Venous thromboembolism (VTE) is one of the major and potentially life-threatening complications following major orthopedic surgeries. Research evidence comparing the effectiveness of rivaroxaban and enoxaparin for thromboprophylaxis specific to total hip arthroplasty (THA) has been limited. Hence, this review was done to compare the efficacy and safety of rivaroxaban against enoxaparin for thromboprophylaxis after THA. We conducted a search in databases including Medline, EMBASE, ScienceDirect, Google Scholar, and Cochrane Library from inception until May 2021. Randomized controlled trials directly comparing the effectiveness of rivaroxaban and enoxaparin for thromboprophylaxis among patients undergoing THA were eligible for inclusion. Outcome parameters assessed were efficacy in terms of total VTE and all-cause mortality, major VTE, deep vein thrombosis, symptomatic VTE, and safety in terms of major bleeding events, clinically relevant nonmajor bleeding events, minor bleeding events, total bleeding events, drug-related adverse events, and wound infection. We performed a meta-analysis with a random effects model and reported a pooled risk ratio (RR) with a 95% confidence interval (CI). Eleven studies, including 9057 participants, were analyzed. Amongst efficacy outcomes, VTE and all-cause mortality pooled an RR of 0.58 (95% CI: 0.34-0.99), major VTE pooled an RR of 0.37 (95% CI: 0.15-0.90), deep vein thrombosis pooled an RR of 0.57 (95% CI: 0.32-1.02), and symptomatic VTE pooled an RR of 0.51 (95% CI: 0.30-0.87).
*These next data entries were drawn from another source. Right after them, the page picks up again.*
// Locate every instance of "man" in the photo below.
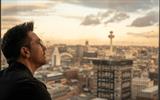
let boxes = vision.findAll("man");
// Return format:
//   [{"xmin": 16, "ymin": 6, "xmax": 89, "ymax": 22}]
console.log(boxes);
[{"xmin": 0, "ymin": 22, "xmax": 51, "ymax": 100}]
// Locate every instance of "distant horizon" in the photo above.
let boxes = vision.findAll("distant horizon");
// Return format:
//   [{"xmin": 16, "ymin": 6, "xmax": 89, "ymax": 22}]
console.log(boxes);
[{"xmin": 1, "ymin": 0, "xmax": 159, "ymax": 47}]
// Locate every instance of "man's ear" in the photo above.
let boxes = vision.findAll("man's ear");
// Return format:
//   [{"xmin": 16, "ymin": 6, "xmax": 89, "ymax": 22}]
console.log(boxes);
[{"xmin": 20, "ymin": 47, "xmax": 30, "ymax": 58}]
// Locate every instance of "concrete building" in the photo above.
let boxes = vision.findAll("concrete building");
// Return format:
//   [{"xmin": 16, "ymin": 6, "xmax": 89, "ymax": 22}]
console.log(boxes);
[
  {"xmin": 93, "ymin": 58, "xmax": 133, "ymax": 100},
  {"xmin": 136, "ymin": 86, "xmax": 158, "ymax": 100},
  {"xmin": 132, "ymin": 77, "xmax": 153, "ymax": 100}
]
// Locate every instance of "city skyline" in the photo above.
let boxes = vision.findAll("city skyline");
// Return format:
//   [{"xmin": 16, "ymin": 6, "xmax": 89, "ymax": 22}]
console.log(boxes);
[{"xmin": 1, "ymin": 0, "xmax": 159, "ymax": 46}]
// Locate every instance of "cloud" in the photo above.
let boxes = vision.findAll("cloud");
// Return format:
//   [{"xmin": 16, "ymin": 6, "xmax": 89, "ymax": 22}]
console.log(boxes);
[
  {"xmin": 61, "ymin": 0, "xmax": 159, "ymax": 12},
  {"xmin": 104, "ymin": 12, "xmax": 129, "ymax": 24},
  {"xmin": 1, "ymin": 16, "xmax": 22, "ymax": 30},
  {"xmin": 81, "ymin": 15, "xmax": 100, "ymax": 25},
  {"xmin": 1, "ymin": 2, "xmax": 56, "ymax": 16},
  {"xmin": 81, "ymin": 10, "xmax": 129, "ymax": 25},
  {"xmin": 130, "ymin": 11, "xmax": 159, "ymax": 27},
  {"xmin": 127, "ymin": 31, "xmax": 158, "ymax": 38}
]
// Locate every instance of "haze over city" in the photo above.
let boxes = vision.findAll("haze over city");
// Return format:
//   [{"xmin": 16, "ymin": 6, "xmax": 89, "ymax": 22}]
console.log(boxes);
[{"xmin": 1, "ymin": 0, "xmax": 159, "ymax": 46}]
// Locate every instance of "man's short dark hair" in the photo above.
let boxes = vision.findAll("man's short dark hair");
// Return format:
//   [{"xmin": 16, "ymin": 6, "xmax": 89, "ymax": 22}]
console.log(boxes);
[{"xmin": 1, "ymin": 22, "xmax": 34, "ymax": 64}]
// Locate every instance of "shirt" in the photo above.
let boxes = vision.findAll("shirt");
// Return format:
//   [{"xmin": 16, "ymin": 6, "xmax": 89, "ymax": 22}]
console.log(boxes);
[{"xmin": 0, "ymin": 62, "xmax": 51, "ymax": 100}]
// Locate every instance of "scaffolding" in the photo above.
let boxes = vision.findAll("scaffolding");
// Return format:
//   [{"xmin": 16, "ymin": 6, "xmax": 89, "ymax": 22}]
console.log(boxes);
[{"xmin": 93, "ymin": 59, "xmax": 133, "ymax": 100}]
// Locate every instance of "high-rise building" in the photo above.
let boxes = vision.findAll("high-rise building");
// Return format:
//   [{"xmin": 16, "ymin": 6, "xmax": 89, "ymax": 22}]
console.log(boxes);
[
  {"xmin": 51, "ymin": 47, "xmax": 61, "ymax": 67},
  {"xmin": 93, "ymin": 58, "xmax": 133, "ymax": 100}
]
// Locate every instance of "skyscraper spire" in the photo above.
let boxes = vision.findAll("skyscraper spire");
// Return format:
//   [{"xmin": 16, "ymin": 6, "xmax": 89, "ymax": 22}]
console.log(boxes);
[{"xmin": 108, "ymin": 31, "xmax": 114, "ymax": 56}]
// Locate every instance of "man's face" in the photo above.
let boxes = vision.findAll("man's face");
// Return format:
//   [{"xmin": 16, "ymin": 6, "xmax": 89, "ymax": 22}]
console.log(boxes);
[{"xmin": 28, "ymin": 31, "xmax": 46, "ymax": 67}]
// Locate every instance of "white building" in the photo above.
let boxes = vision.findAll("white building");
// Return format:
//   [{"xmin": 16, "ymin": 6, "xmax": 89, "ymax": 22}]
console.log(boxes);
[{"xmin": 51, "ymin": 47, "xmax": 61, "ymax": 67}]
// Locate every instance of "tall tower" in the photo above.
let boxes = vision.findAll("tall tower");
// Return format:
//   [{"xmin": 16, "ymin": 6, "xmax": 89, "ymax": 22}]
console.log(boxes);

Amongst safety outcomes, major bleeding events pooled an RR of 1.18 (95% CI: 0.77-1.80), total bleeding events pooled an RR of 1.12 (95% CI: 0.93-1.34), drug-related adverse event pooled an RR of 0.99 (95% CI: 0.87-1.12), and wound infection pooled an RR of 1.11 (95% CI: 0.58-2.14). Rivaroxaban is a more efficacious drug in terms of VTE and all-cause mortality compared to enoxaparin following THA, and rivaroxaban was non-inferior in terms of safety profiles such as wound infection, bleeding, and drug-related adverse events.